Have the pictures been removed? I don’t see any pics of your hard labor
Hey there! I don’t know what happened there, but the pictures are back. And you’re right, that’s a LOT of hard work! {smile}
hi there gardeners!
does anyone have definitive knowledge about the use of cardboard or paper for weed control being bad for vegetables because of the dioxins that are created during the paper making process?
i know brown paper is the colour of paper (sounds redundant) meaning it has never been bleached… but supposedly cardboard or paper that has even a small waxy surface can be harmful to the soil and produce?
i love paper and cardboard for weed control, but now worried it will affect my “organic” gardening efforts!
I don’t have any specifics on that, but I can imagine it could be possible in certain circumstances. I would expect the other issue would be that waxed surfaces wouldn’t break down over time and would not compost as paper or cardboard would. So, for example, we would not reuse feedbags for mulching our gardens. They don’t break down well and are full of plastic fibers and dyes.

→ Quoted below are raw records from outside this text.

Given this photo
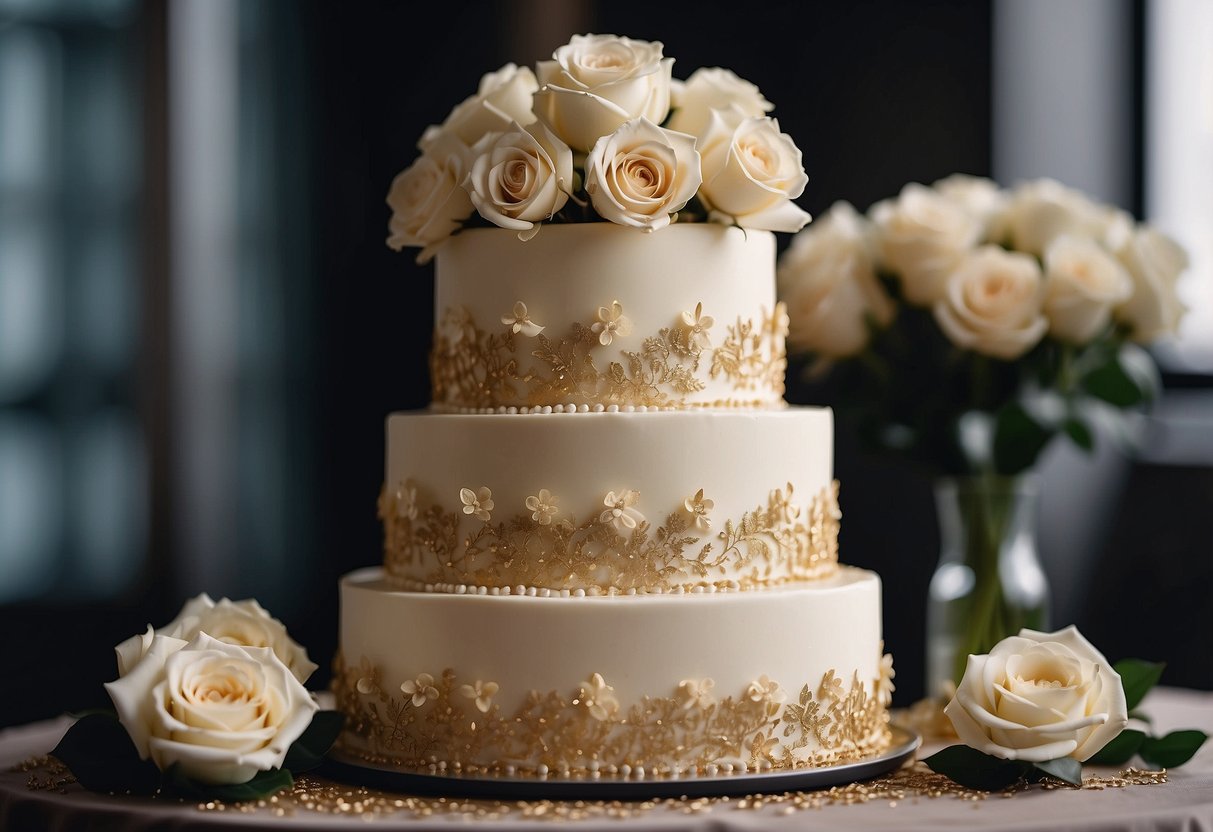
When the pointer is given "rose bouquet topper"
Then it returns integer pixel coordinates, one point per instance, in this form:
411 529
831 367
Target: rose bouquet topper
964 325
601 132
1038 705
210 706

thanks jamie! as an epic ocd and non-linear gardener, i seem to always find something to halt my grandiose plans and progress ;). organic gardening has always been my primary goal, even growing from organic and heirloom seeds i can collect. maybe i can use old cotton sheets instead of questionably manufactured paper? the search for cleaning the soil and earth continues!! happy growing!
Well, regarding organic choices–you know what else would work? Wool! If you could find raw wool you could layer that under straw as an organic weed barrier. One reason we don’t use it as often is that it doesn’t break down in one year, so it can get messy when you go to till everything over at the end of the season. But you could always gather it up and reuse it if it was still intact. For a lot of meat-lamb farmers it’s a waste product or only a very low-value product if you can find it. Or places like zoos, historic farms, nature centers, etc. that are shearing for animal maintenance instead of for a value-added product. Might be worth looking for.